The correlation cannot be replicated as the candidate family enforces independence. Further, note that the consequence of this is that the variance in the marginals is under-estimated significantly—this was noted at the start of this chapter that variational inference commonly suffers from this problem and this is main reason for this.

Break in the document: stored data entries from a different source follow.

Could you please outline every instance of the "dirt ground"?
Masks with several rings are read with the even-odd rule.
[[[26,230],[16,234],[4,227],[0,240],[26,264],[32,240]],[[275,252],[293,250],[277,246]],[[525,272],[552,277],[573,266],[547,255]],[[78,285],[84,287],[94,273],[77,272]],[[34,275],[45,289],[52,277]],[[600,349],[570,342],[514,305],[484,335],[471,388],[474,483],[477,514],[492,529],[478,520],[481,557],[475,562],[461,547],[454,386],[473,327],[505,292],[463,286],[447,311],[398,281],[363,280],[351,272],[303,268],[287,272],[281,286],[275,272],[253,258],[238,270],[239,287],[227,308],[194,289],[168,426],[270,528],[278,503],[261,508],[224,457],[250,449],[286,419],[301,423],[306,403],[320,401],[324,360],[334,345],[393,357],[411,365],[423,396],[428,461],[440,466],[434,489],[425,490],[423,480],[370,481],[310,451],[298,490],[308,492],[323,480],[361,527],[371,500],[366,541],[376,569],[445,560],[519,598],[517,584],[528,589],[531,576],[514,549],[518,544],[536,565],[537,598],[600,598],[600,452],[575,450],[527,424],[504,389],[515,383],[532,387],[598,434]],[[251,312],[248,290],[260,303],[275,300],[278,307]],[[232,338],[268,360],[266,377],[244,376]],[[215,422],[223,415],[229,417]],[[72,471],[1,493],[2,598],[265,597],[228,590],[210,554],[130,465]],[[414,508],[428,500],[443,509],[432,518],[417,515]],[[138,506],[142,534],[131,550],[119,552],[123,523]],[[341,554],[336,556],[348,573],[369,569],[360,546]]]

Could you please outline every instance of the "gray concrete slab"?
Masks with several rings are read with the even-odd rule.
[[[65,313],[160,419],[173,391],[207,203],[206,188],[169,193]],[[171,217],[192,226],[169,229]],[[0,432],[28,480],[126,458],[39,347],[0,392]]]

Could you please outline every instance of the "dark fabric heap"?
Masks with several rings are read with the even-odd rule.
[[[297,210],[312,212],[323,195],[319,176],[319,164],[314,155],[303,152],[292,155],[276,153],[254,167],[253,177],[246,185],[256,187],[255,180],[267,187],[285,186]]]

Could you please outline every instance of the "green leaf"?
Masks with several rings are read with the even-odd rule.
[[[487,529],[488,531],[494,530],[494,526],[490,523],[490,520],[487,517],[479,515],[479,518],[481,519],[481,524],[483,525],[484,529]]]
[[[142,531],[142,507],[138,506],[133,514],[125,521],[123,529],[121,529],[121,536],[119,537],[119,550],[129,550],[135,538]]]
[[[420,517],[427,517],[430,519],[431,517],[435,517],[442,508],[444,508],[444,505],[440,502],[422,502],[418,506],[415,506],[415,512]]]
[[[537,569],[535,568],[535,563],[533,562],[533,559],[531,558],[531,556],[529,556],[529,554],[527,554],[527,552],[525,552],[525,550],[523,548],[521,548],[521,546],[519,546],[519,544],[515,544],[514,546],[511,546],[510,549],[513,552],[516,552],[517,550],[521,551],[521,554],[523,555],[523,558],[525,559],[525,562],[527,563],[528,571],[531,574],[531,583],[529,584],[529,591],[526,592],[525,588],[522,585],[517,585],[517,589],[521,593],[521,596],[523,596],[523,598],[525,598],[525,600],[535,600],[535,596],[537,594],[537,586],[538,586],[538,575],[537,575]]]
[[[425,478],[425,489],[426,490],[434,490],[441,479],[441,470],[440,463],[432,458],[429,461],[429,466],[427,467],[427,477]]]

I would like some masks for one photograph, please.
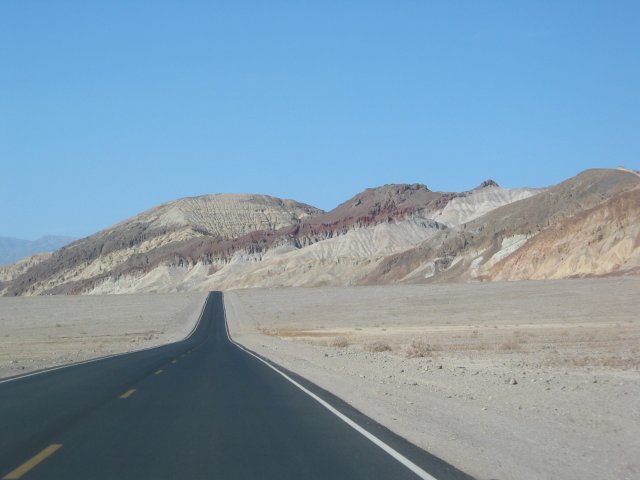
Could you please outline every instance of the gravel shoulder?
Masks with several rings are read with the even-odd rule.
[[[640,476],[640,278],[237,290],[239,343],[480,479]]]
[[[178,341],[206,295],[0,297],[0,378]]]

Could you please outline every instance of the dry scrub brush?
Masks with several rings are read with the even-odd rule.
[[[345,348],[349,346],[349,339],[347,337],[336,337],[329,343],[331,347]]]
[[[407,348],[407,358],[433,357],[435,348],[424,340],[414,340]]]
[[[391,346],[387,342],[377,341],[364,347],[369,352],[389,352]]]
[[[516,335],[512,335],[505,339],[504,343],[500,345],[500,350],[505,352],[519,352],[522,350],[522,344],[520,338]]]

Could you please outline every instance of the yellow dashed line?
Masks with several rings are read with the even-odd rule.
[[[164,370],[162,370],[162,369],[157,370],[157,371],[156,371],[156,373],[155,373],[154,375],[160,375],[162,372],[164,372]]]
[[[171,360],[171,363],[178,363],[178,360]]]
[[[11,472],[11,473],[5,475],[4,477],[2,477],[2,480],[15,480],[17,478],[22,477],[25,473],[27,473],[33,467],[38,465],[45,458],[53,455],[56,452],[56,450],[58,450],[61,447],[62,447],[62,445],[60,445],[59,443],[54,443],[53,445],[49,445],[47,448],[42,450],[36,456],[31,457],[31,459],[27,460],[22,465],[20,465],[18,468],[16,468],[13,472]]]
[[[134,393],[136,393],[136,389],[132,388],[131,390],[127,390],[126,392],[124,392],[122,395],[120,395],[120,398],[129,398],[131,395],[133,395]]]

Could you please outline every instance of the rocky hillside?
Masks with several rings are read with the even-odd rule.
[[[640,175],[588,170],[386,258],[366,283],[623,274],[640,254]]]
[[[640,273],[640,189],[623,192],[531,238],[487,272],[493,280]]]
[[[330,212],[264,195],[169,202],[0,272],[4,295],[519,280],[638,272],[640,176],[547,189],[367,189]]]
[[[9,265],[0,265],[0,284],[2,284],[3,282],[5,285],[8,284],[9,282],[18,278],[20,275],[32,268],[34,265],[43,262],[47,258],[51,257],[51,255],[53,254],[50,252],[36,253],[35,255],[23,258],[16,263]]]
[[[211,264],[227,260],[235,250],[250,249],[254,237],[268,237],[321,213],[266,195],[184,198],[63,247],[20,275],[14,273],[11,281],[0,281],[0,289],[5,295],[87,293],[105,281],[144,275],[164,265]]]

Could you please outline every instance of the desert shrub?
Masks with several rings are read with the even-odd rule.
[[[391,346],[387,342],[373,342],[364,347],[369,352],[389,352],[391,351]]]
[[[345,348],[349,346],[347,337],[336,337],[329,343],[331,347]]]
[[[507,338],[502,345],[500,345],[500,350],[505,352],[519,352],[522,350],[522,344],[520,343],[520,339],[511,336]]]
[[[424,340],[414,340],[407,348],[407,358],[432,357],[433,347]]]

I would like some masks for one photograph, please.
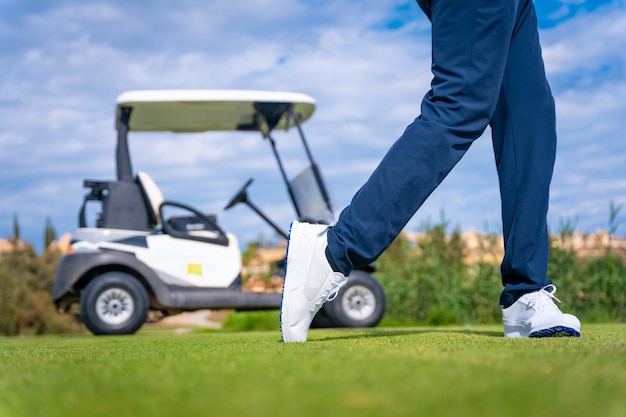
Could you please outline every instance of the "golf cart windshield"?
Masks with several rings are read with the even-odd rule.
[[[330,224],[334,221],[334,216],[319,187],[319,178],[316,177],[319,173],[316,168],[315,165],[311,165],[296,175],[291,180],[291,189],[300,220]]]

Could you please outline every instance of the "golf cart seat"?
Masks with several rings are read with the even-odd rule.
[[[137,184],[143,193],[148,205],[148,217],[150,226],[155,227],[161,224],[161,204],[165,201],[161,189],[156,185],[150,175],[143,171],[137,173]]]
[[[152,227],[162,226],[165,233],[181,239],[228,243],[226,234],[217,225],[215,214],[203,214],[192,207],[166,201],[152,177],[143,171],[137,173],[137,184],[146,201]],[[165,216],[166,209],[183,211],[184,215]]]

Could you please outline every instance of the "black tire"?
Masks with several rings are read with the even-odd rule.
[[[387,306],[383,287],[369,273],[352,271],[337,298],[324,304],[326,316],[335,327],[374,327]]]
[[[313,321],[311,322],[312,329],[326,329],[328,327],[337,327],[335,323],[328,317],[326,314],[326,306],[328,303],[324,304],[320,311],[317,312],[315,317],[313,317]]]
[[[146,320],[148,293],[132,275],[106,272],[80,295],[80,318],[96,335],[133,334]]]

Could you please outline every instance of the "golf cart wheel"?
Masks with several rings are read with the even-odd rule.
[[[385,307],[383,287],[360,270],[353,271],[337,298],[324,305],[335,327],[374,327],[382,320]]]
[[[313,321],[311,322],[312,329],[326,329],[329,327],[337,327],[326,313],[328,304],[329,303],[324,304],[320,311],[317,312],[315,317],[313,317]]]
[[[146,320],[148,293],[132,275],[107,272],[97,276],[80,296],[80,317],[97,335],[133,334]]]

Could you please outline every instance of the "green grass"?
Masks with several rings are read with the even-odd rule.
[[[625,416],[626,325],[0,338],[0,416]]]

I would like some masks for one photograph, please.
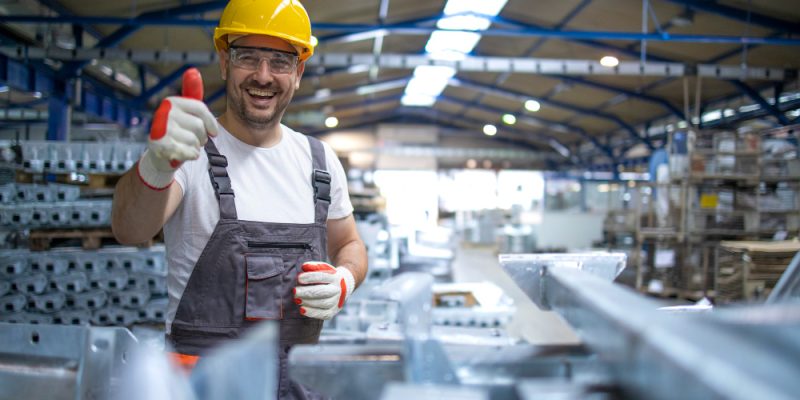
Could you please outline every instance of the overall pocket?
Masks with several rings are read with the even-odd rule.
[[[244,258],[247,266],[245,318],[283,318],[283,258],[272,254],[245,254]]]

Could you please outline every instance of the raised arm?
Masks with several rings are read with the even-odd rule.
[[[114,190],[111,229],[122,244],[150,240],[172,216],[183,198],[174,185],[181,163],[196,160],[217,123],[203,102],[200,72],[183,74],[183,96],[164,99],[153,116],[142,158],[120,178]]]

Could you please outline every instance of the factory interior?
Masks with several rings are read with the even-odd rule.
[[[306,25],[236,22],[302,10]],[[290,50],[235,45],[264,35]],[[0,1],[0,400],[796,399],[799,70],[797,1]],[[262,78],[278,89],[245,87]],[[301,255],[288,234],[243,247],[279,259],[275,315],[250,310],[274,274],[251,253],[214,263],[237,251],[217,233],[228,204],[236,226],[256,223],[250,187],[311,164],[237,186],[225,167],[247,160],[203,150],[214,136],[225,153],[216,130],[241,139],[235,107],[264,104],[285,107],[281,146],[310,138],[314,171],[295,185],[314,203],[259,207],[300,204],[327,235]],[[187,118],[197,153],[159,153]],[[321,150],[323,167],[313,138],[335,155]],[[176,236],[169,215],[123,240],[120,209],[155,210],[132,221],[149,226],[162,204],[128,198],[179,193],[183,218],[200,196],[190,170],[220,208],[201,210],[220,221],[208,244],[193,229],[205,219]],[[342,226],[363,242],[363,276],[340,261],[360,246],[337,247]],[[297,278],[324,275],[310,261],[336,280]],[[222,281],[236,296],[195,289]],[[338,305],[305,315],[316,303],[299,290],[323,286]],[[186,310],[229,298],[236,333],[184,351],[182,321],[201,321]],[[318,338],[286,347],[309,321]]]

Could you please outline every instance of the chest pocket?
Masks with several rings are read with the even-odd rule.
[[[283,318],[283,258],[272,254],[246,254],[245,318]]]

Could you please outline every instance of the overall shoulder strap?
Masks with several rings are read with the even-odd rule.
[[[217,150],[214,141],[210,138],[205,145],[208,155],[208,176],[211,178],[211,186],[214,187],[214,194],[217,195],[219,203],[220,219],[236,219],[236,204],[233,201],[234,194],[231,187],[231,178],[228,176],[228,159]]]
[[[328,221],[328,206],[331,204],[331,174],[325,163],[325,148],[319,139],[306,136],[311,145],[311,185],[314,187],[314,222]]]

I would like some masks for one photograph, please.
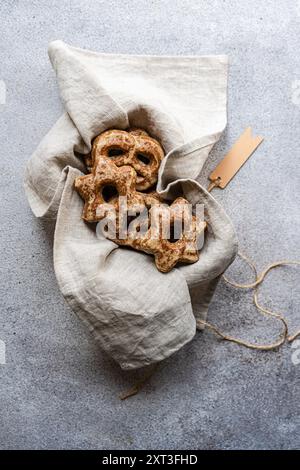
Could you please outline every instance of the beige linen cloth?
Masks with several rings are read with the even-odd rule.
[[[99,54],[49,46],[65,113],[27,163],[25,190],[37,217],[56,219],[54,268],[73,311],[123,369],[161,361],[195,335],[220,275],[237,251],[235,232],[196,181],[226,125],[227,57]],[[110,128],[145,128],[163,145],[157,190],[205,205],[209,224],[197,263],[168,274],[153,257],[97,238],[81,220],[74,178],[82,155]]]

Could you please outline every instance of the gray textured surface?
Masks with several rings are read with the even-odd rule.
[[[264,144],[224,192],[241,248],[259,268],[299,255],[300,2],[6,1],[0,5],[1,323],[0,447],[299,448],[300,364],[293,349],[244,350],[198,334],[144,391],[120,402],[137,373],[120,371],[60,295],[53,226],[22,190],[24,164],[61,113],[50,40],[104,52],[230,56],[229,122],[206,172],[247,126]],[[297,102],[299,104],[297,104]],[[205,181],[205,178],[204,178]],[[232,276],[249,273],[236,263]],[[299,325],[299,272],[273,272],[265,302]],[[298,290],[298,292],[297,292]],[[274,338],[249,293],[223,282],[210,320],[235,335]]]

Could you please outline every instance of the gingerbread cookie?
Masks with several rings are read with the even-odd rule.
[[[190,213],[188,201],[177,198],[170,206],[157,202],[151,205],[146,223],[131,222],[125,239],[113,241],[154,255],[159,271],[167,273],[177,263],[195,263],[199,259],[198,240],[206,228]],[[139,228],[146,228],[143,232]]]
[[[177,198],[168,206],[156,193],[136,191],[136,182],[137,175],[132,167],[117,167],[109,157],[101,156],[91,174],[75,180],[75,189],[85,201],[82,218],[97,222],[113,209],[115,231],[107,234],[107,238],[154,255],[156,266],[162,272],[170,271],[178,262],[196,262],[199,259],[197,240],[205,229],[205,222],[198,222],[187,210],[186,199]],[[121,210],[120,196],[126,200],[125,214]],[[181,229],[174,237],[169,232],[176,226]]]
[[[143,129],[112,129],[94,139],[88,166],[95,168],[103,156],[119,167],[129,165],[134,168],[137,174],[136,189],[145,191],[157,182],[164,151],[158,141]]]

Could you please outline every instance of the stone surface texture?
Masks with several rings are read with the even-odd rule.
[[[299,257],[300,1],[2,0],[0,19],[0,447],[299,448],[300,342],[260,352],[198,333],[139,395],[120,401],[143,371],[122,372],[66,305],[53,272],[54,225],[34,218],[22,178],[62,112],[51,40],[112,53],[225,53],[228,126],[201,181],[251,125],[264,143],[215,196],[260,270]],[[238,261],[229,271],[251,276]],[[260,298],[299,327],[298,269],[272,272]],[[251,292],[223,281],[209,320],[252,341],[280,332],[256,312]]]

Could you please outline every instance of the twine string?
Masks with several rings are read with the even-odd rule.
[[[215,178],[214,180],[211,180],[211,182],[208,185],[207,191],[210,193],[214,188],[218,188],[221,183],[221,178],[218,176],[218,178]]]
[[[129,390],[126,390],[125,392],[120,393],[119,398],[120,400],[127,400],[127,398],[133,397],[137,393],[139,393],[144,385],[148,383],[148,381],[151,379],[152,375],[157,371],[158,367],[160,365],[160,362],[156,362],[155,364],[152,364],[148,366],[147,371],[145,371],[144,376],[136,381],[136,383],[131,387]]]
[[[280,321],[282,323],[282,332],[278,338],[277,341],[274,341],[271,344],[255,344],[255,343],[250,343],[248,341],[244,341],[239,338],[234,338],[233,336],[230,336],[226,333],[223,333],[220,331],[215,325],[212,325],[211,323],[205,321],[205,320],[197,320],[197,326],[200,329],[200,325],[205,325],[207,328],[212,330],[217,336],[221,337],[222,339],[226,341],[231,341],[233,343],[239,344],[241,346],[245,346],[250,349],[258,349],[261,351],[270,351],[273,349],[278,348],[282,344],[284,344],[286,341],[292,342],[294,341],[299,335],[300,335],[300,330],[296,331],[294,334],[289,335],[289,327],[288,327],[288,322],[285,318],[285,316],[282,313],[275,312],[274,310],[270,310],[264,306],[262,306],[259,301],[258,301],[258,286],[263,283],[263,281],[266,278],[266,275],[275,268],[278,268],[280,266],[286,266],[286,265],[300,265],[300,261],[288,261],[288,260],[283,260],[283,261],[277,261],[275,263],[270,264],[267,266],[266,269],[262,271],[260,275],[257,275],[257,270],[253,264],[253,262],[247,258],[245,255],[243,255],[241,252],[238,253],[238,255],[243,258],[246,263],[252,268],[256,275],[256,280],[253,283],[250,284],[240,284],[237,282],[234,282],[232,280],[229,280],[226,276],[223,275],[223,279],[227,284],[236,287],[238,289],[254,289],[253,293],[253,303],[257,310],[262,312],[266,316],[271,316],[275,318],[276,320]],[[202,329],[202,328],[201,328]]]
[[[212,191],[215,187],[218,187],[219,182],[218,181],[212,181],[210,185],[208,186],[208,191]],[[233,336],[230,336],[226,333],[223,333],[221,330],[219,330],[215,325],[212,325],[211,323],[205,321],[205,320],[197,320],[197,327],[198,329],[201,329],[201,326],[206,326],[209,328],[211,331],[213,331],[217,336],[220,338],[226,340],[226,341],[231,341],[233,343],[239,344],[241,346],[245,346],[246,348],[250,349],[258,349],[261,351],[270,351],[273,349],[278,348],[279,346],[283,345],[286,341],[292,342],[294,341],[299,335],[300,335],[300,329],[297,330],[294,334],[290,335],[289,334],[289,327],[288,327],[288,322],[285,318],[285,316],[282,313],[275,312],[274,310],[270,310],[264,306],[262,306],[259,301],[258,301],[258,287],[264,282],[267,274],[275,268],[279,268],[282,266],[289,266],[289,265],[300,265],[300,261],[298,260],[282,260],[282,261],[276,261],[274,263],[269,264],[260,274],[258,274],[257,269],[255,267],[255,264],[243,253],[240,251],[238,252],[238,256],[242,258],[252,269],[254,275],[255,275],[255,281],[251,282],[249,284],[240,284],[238,282],[232,281],[228,279],[226,276],[223,275],[224,281],[237,288],[237,289],[254,289],[253,292],[253,303],[255,307],[257,308],[258,311],[262,312],[263,315],[270,316],[281,322],[282,324],[282,332],[279,336],[279,338],[274,341],[271,344],[255,344],[255,343],[250,343],[248,341],[244,341],[239,338],[235,338]],[[201,325],[201,326],[200,326]]]

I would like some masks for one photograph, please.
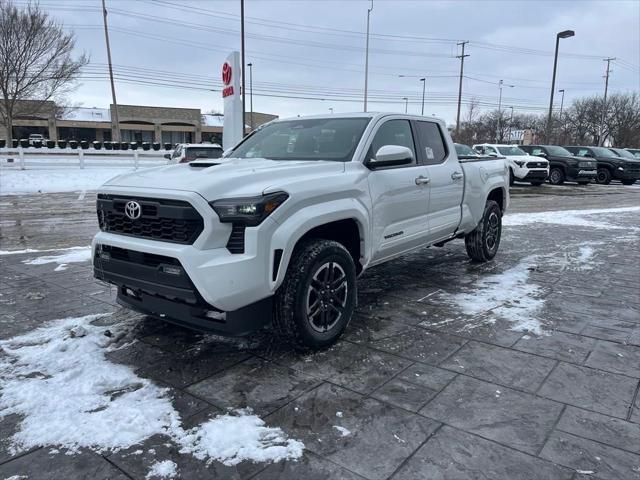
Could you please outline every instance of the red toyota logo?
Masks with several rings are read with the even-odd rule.
[[[222,81],[225,85],[229,85],[231,83],[231,65],[227,62],[222,66]]]

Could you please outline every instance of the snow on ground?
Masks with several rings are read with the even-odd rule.
[[[0,169],[0,195],[21,193],[79,192],[96,190],[128,168],[52,168],[38,170]]]
[[[175,462],[172,462],[171,460],[163,460],[162,462],[156,462],[151,465],[151,469],[145,478],[175,478],[177,474],[178,466]]]
[[[119,348],[113,339],[131,328],[130,321],[109,327],[92,323],[106,315],[47,322],[0,341],[0,419],[22,418],[11,438],[14,452],[36,447],[117,451],[164,434],[182,453],[225,465],[302,455],[301,442],[265,426],[248,410],[183,429],[168,389],[106,358],[106,352]],[[168,470],[168,464],[157,468]]]
[[[552,210],[547,212],[513,213],[504,216],[504,218],[502,219],[502,225],[521,226],[534,225],[536,223],[551,223],[573,227],[627,229],[629,227],[612,225],[611,222],[599,222],[584,217],[588,217],[590,215],[611,215],[638,211],[640,211],[640,207],[598,208],[591,210]]]
[[[491,311],[493,316],[512,322],[512,330],[542,335],[537,315],[544,300],[539,297],[540,287],[528,281],[534,260],[535,257],[527,257],[513,268],[478,280],[473,285],[473,292],[444,294],[443,297],[452,305],[458,305],[466,315]],[[491,320],[490,323],[495,321]]]
[[[351,435],[351,431],[349,429],[341,427],[340,425],[334,425],[333,428],[335,428],[340,433],[341,437],[348,437],[349,435]]]
[[[37,250],[36,250],[37,251]],[[45,255],[42,257],[32,258],[29,260],[23,260],[22,263],[27,265],[45,265],[47,263],[57,263],[56,272],[61,272],[67,269],[69,263],[88,262],[91,260],[91,247],[71,247],[65,248],[60,251],[59,255]]]

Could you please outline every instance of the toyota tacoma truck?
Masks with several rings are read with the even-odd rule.
[[[533,186],[540,186],[549,176],[549,162],[544,158],[531,158],[527,152],[516,145],[500,145],[482,143],[474,145],[473,149],[492,157],[506,157],[509,163],[509,184],[514,182],[529,182]]]
[[[94,273],[144,314],[223,335],[270,325],[318,349],[349,323],[365,269],[454,239],[491,260],[508,203],[505,161],[459,161],[436,119],[276,120],[223,158],[108,181]]]
[[[596,160],[598,173],[596,182],[609,185],[611,180],[619,180],[623,185],[633,185],[640,179],[640,161],[622,158],[605,147],[565,146],[578,157]]]

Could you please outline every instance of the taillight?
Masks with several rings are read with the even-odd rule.
[[[180,160],[180,163],[193,162],[195,159],[196,159],[196,157],[184,157],[182,160]]]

8.4.3 Why mean-field is useful
So if the mean-field family means we cannot reproduce correlations between parameters, why is it used? Variational inference involves us being able to maximise the ELBO and finding the \(q\in\mathcal{Q}\) which does this. Recall that the ELBO is an expectation, so that \[ELBO(q) = \E_q \left[ \log \left ( \frac{p(x,\theta)}{q(\theta)} \right) \right] = \int_\Theta q(\theta) \log \left ( \frac{p(x,\theta)}{q(\theta)} \right) d\theta.\] If \(\theta\) is multi-dimensional, so that \(\theta = (\theta_1,\ldots,\theta_m)\) then this integral is explicitly \[\int_{\Theta_1} \ldots \int_{\Theta_m} q(\theta_1,\ldots,\theta_m) \log \left ( \frac{p(x,\theta_1,\ldots,\theta_m)}{q(\theta_1,\ldots,\theta_m)} \right) d\theta_1\ldots d\theta_m,\] which is going to very easily enter the realm of being intractable, which is what we need to avoid here! This is the reason that the mean-field approximation is commonly used in practice, the independence between dimensions means that this integral can be simplified significantly into a product of integrals.
Remember: variational inference is a trade-off where we are having to make simplifications (and thus loss of precision) in exchange for speed.